A district court has dismissed an FDCPA action based on a bona fide error after reviewing the collection firm’s extensive pre-suit procedures and determining they were reasonably calculated to avoid any errors. Guynn v. Blatt, Hasenmiller, Liebsker & Moore, LLC, 2018 U.S. Dist. LEXIS 43032 (S.D. Ind. March 14, 2018).
In 2006, Mr. Guynn, opened a personal credit card with Bank of America. A few years later, he purchased a home in Indianapolis, Marion County, Indiana, and lived there full time until he was transferred by his employer to a job in Edwardsville, Illinois in 2014. Due to the transfer, Guynn moved out of the property, but continued to own it, and arranged for his mail to be delivered to a P.O. Box in Marion County, Indiana.
Guynn defaulted on his Bank of America credit card in 2013, and in 2016 the account was referred to a law firm for collection. Two initial notices were sent to Mr. Guynn (one by defendant's predecessor in interest and one by defendant) and after receiving no response, defendant filed a collection suit in Marion County, Indiana. In response to the debt collection action, Guynn filed this suit, alleging the law firm violated of § 1692i of the FDCPA because the suit was filed in Indiana rather than in Illinois where he was currently residing for his job. As an affirmative defense, the law firm asserted bona fide error.
Policies and Procedures Implemented to Insure Compliance with the FDCPA
In support of its bona fide error defense, the law firm submitted its policies and procedures regarding its pre-suit procedures.
After receiving an electronic download of the account, the law firm employed a “multi-step process to ensure compliance with” the FDCPA, including;
· Utilizing an electronic interface to receive new case information and to store it directly onto its database, eliminating the possibility of clerical mistakes;
· Sending the information to its Data Operations Department, which was responsible for drafting initial written notice letters; and
· Requiring its attorneys to:
o review and compare the information in the initial written notice with the information in the electronic download,
o review the account’s scrub history,
o review the account for disputes,
o confirm the consumer was not represented by counsel, and
o verify the listed address against the information in the firm’s system.

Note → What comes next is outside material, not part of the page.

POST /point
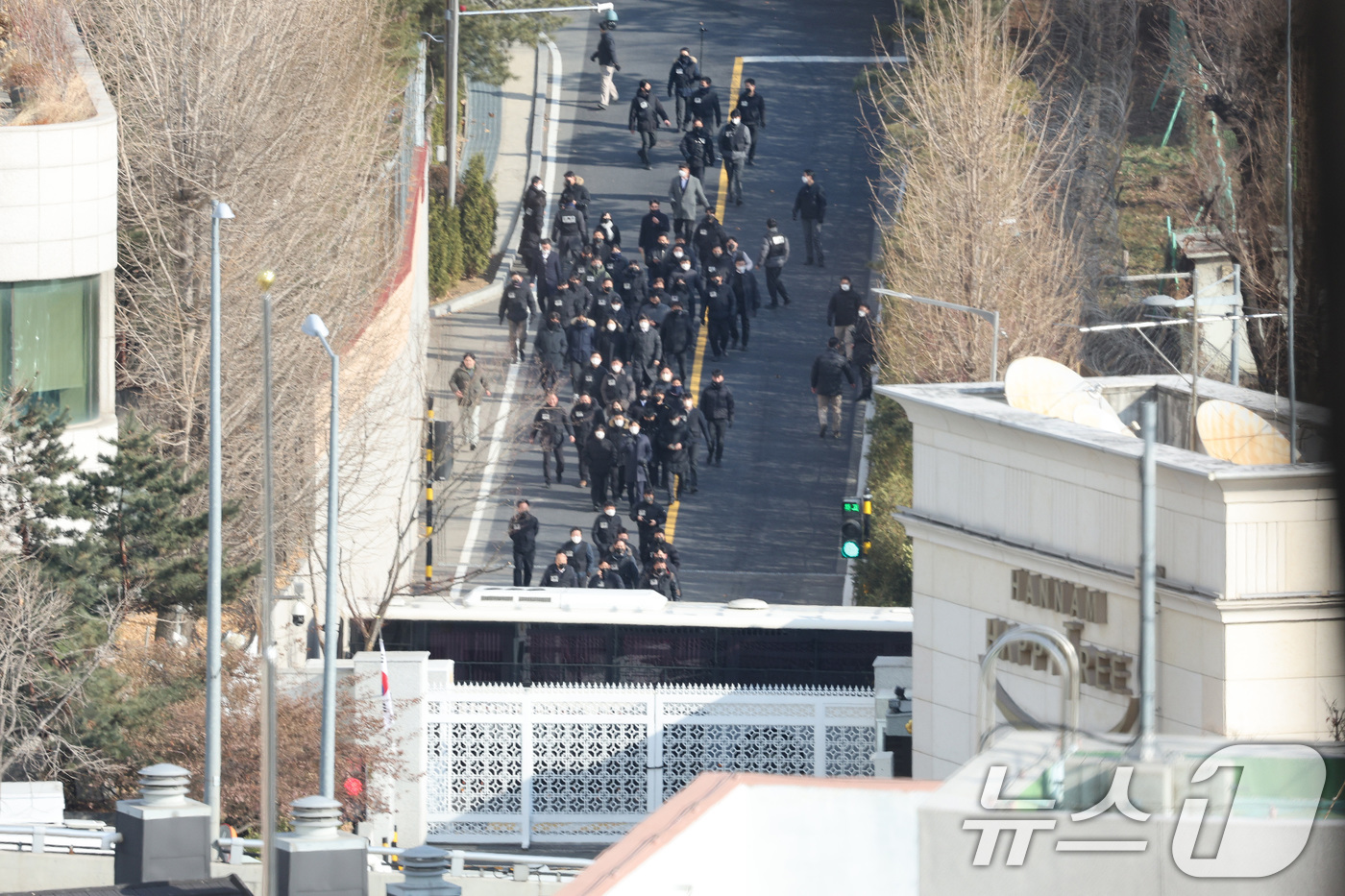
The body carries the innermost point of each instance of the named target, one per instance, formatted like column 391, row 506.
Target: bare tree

Prior to filing suit, the law firm employed a checklist to ensure that all FDCPA requirements had been met. Specifically, the law firm:
· Verified that the PO Box was the consumer’s address of record,
· Reviewed the County assessor’s website and property records to verify the consumer owned the Indiana real estate,
· Verified the Indiana property was listed on Guynn’s Bank of America statements and most recent Change of Terms, and
· Verified that through the US Postal Service that the PO Box still belonged to the consumer.
The Court’s Decision
Without reaching the question of where Guynn “resided”, the court found that any failure by the law firm to file the collection action in the proper venue was a result of a § 1692k(c) bona fide error.
In so finding, the court keyed in on a number of facts, including:
The law firm never received any information indicating that Guynn moved outside of Marion County;
Neither of the two letters sent to the P.O. Box were returned as undeliverable;
The law firm’s pre-suit investigation confirmed that Guynn still owned the Indiana Property; and
The law firm’s investigation also confirmed that the PO Box was registered to Guynn.

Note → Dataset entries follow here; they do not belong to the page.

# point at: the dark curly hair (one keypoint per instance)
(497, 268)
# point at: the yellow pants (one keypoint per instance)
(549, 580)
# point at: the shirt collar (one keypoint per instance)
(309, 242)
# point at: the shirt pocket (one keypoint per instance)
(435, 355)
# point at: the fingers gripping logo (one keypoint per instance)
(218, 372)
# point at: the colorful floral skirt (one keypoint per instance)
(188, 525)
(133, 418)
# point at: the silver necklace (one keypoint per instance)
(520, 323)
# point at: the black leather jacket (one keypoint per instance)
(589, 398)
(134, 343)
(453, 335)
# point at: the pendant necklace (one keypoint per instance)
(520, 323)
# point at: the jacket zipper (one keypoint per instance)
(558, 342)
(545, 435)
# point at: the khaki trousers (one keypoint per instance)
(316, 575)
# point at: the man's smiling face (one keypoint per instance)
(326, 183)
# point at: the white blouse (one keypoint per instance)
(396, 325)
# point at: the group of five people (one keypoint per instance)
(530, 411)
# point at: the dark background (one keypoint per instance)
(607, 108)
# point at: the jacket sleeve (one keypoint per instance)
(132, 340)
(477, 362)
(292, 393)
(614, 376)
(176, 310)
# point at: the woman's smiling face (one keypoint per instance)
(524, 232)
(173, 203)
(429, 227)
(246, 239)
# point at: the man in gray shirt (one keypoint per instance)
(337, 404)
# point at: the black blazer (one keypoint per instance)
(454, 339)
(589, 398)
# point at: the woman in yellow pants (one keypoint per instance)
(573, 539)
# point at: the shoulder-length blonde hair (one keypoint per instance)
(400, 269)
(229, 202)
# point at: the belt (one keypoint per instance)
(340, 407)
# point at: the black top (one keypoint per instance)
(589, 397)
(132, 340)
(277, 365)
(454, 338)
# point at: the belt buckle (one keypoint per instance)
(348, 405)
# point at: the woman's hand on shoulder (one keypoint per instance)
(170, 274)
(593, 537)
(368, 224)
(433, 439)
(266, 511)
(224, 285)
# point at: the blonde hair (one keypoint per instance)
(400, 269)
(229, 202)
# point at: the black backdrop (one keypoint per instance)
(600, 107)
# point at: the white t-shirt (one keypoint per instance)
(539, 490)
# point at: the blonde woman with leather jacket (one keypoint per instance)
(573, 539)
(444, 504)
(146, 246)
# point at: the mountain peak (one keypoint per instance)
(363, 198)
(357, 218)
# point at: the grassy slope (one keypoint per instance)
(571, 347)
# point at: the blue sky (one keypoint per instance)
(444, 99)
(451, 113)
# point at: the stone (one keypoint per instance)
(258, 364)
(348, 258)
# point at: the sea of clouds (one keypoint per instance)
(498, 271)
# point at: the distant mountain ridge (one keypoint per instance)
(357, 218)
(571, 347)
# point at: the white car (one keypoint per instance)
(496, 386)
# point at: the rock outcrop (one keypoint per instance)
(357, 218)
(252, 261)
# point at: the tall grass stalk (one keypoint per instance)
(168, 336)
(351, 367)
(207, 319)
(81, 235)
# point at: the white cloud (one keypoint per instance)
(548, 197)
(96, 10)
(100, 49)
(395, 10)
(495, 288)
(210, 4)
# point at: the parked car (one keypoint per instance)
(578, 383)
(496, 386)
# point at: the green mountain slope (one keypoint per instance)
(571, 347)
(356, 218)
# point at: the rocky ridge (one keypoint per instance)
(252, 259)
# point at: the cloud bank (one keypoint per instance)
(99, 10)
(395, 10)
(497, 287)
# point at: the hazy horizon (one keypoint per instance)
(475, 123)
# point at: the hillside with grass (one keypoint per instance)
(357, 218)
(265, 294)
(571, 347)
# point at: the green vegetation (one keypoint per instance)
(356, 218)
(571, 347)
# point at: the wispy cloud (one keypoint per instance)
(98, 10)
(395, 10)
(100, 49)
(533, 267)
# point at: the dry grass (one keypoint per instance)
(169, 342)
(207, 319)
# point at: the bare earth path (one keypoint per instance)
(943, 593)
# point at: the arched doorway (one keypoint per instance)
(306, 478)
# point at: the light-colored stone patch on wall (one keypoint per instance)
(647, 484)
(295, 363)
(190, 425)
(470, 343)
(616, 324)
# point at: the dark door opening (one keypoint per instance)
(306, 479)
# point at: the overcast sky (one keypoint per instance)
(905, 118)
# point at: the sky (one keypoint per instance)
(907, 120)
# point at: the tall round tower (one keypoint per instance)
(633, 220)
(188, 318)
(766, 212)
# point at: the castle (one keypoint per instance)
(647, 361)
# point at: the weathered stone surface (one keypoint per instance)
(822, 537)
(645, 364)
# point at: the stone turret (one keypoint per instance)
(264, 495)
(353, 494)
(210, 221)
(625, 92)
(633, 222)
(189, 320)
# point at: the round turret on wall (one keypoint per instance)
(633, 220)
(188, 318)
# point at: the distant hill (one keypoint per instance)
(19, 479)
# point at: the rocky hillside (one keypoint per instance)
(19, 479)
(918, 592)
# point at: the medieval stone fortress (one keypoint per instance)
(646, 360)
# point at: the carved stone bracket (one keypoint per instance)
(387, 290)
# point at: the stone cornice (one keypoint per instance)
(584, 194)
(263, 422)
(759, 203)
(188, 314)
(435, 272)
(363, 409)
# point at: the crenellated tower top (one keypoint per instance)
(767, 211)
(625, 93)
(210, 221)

Moreover, the court noted, the law firm “could not find any connection between Guynn and Edwardsville, Illinois during the relevant times even after filing the Debt Action,” and as such, the court found any violation of § 1692i to be a “genuine, unintentional mistake.”
Guynn argued that the law firm failed to employ sufficient procedures to ensure that the collection action was filed in the correct venue, suggesting the law firm could have called him, sent a letter to the P.O. Box requesting his current address, or hired a private process server to confirm his residence. The court turned away these suggestions, noting that the FDCPA “does not require debt collectors to take every conceivable precaution to avoid errors,” but rather only requires “reasonable” procedures. “In fact,” the court surmised, “given the current economic climate in which businesses often demand greater fluidity from their employees in terms of travel and temporary relocation, it would be impractical to require debt collectors to track each debtor’s locations in order and to know where debtors, like Guynn, may be temporarily living at any given time.” Id. at *16-17. Instead, the court found that the law firm took reasonable steps prior to filing suit to ensure compliance with §1692i, specifically noting the following:
(1) reviewing all of the information it received from Bank of America regarding Guynn's credit card account, including Guynn's address of record, billing statements, and most recent Notice of Change in Account Terms documentation; (2) utilizing RevSpring (a third party letter vendor) and the NCOA database to determine Guynn's proper address; and (3) researching Guynn's current property ownership information through the Marion County Assessor's website and the Indiana Property Record Cards.
Application of Guynn
Guynn is a thorough and well-reasoned opinion regarding bona fide errors in collection lawsuits. The opinion also recognizes the difficulty – and impracticality – of tracking a transient debtor’s every move before filing a collection lawsuit. We recommend that collection firms look to Guynn as a representative example of the kind of policies and procedures that will pass FDCPA bona fide error defense muster.